Quelques jours seulement après la victoire du “Brexit”, le Président français veut profiter de l’isolement de la City de Londres pour récupérer des activités financières à Paris. Le discours du Bourget de 2012 est déjà loin.
Les discours n’engagent que ceux qui les écoutent et François Hollande l’a bien compris. A moins d’un an de la prochaine élection présidentielle, le chef de l’Etat français veut profiter des conséquences de la sortie du Royaume-Uni de l’Union européenne pour relancer la place financière de Paris, quitte à renier son désormais fameux « Mon adversaire, c’est la finance » du Bourget en 2012.
François Hollande ne s’en cache pas et voit le Brexit comme une opportunité. « Dès lors que le Royaume-Uni ne sera plus dans l’Union européenne, il n’y a aucune raison pour l’Europe et encore moins pour la zone euro de permettre à un pays qui n’est plus membre de l’Union et qui n’a jamais été membre de la zone euro de continuer à faire des opérations en euros », a-t-il déclaré mercredi en marge du premier Conseil européen à 27, à Bruxelles, sans le Royaume-Uni.

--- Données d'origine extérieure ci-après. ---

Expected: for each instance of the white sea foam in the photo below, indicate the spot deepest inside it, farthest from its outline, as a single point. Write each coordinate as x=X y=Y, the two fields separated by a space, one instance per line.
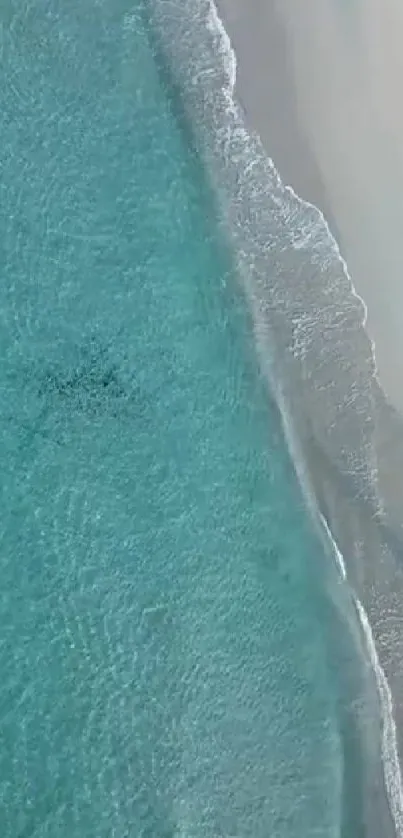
x=393 y=776
x=337 y=553
x=392 y=772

Revoir la conférence de presse du président @fhollande à l'issue du Conseil européen à Bruxelles cet après-midi https://t.co/KyhPKzLBX7
— Élysée (@Elysee) June 29, 2016
« Les opérations de compensation en euros ne pourront plus se faire à Londres », a ajouté le chef de l’Etat, dans une interview aux Echos publié jeudi. « Ce n’est pas négociable. Le Royaume-Uni redevenant un pays tiers, le passeport financier européen devra disparaître, de même que ce sera la fin du passeport commercial ». Les banques françaises doivent se préparer à récupérer une partie de ces activités, a répété François Hollande, « et nous devons adapter nos règles y compris fiscales pour rendre la place financière de Paris plus attractive ».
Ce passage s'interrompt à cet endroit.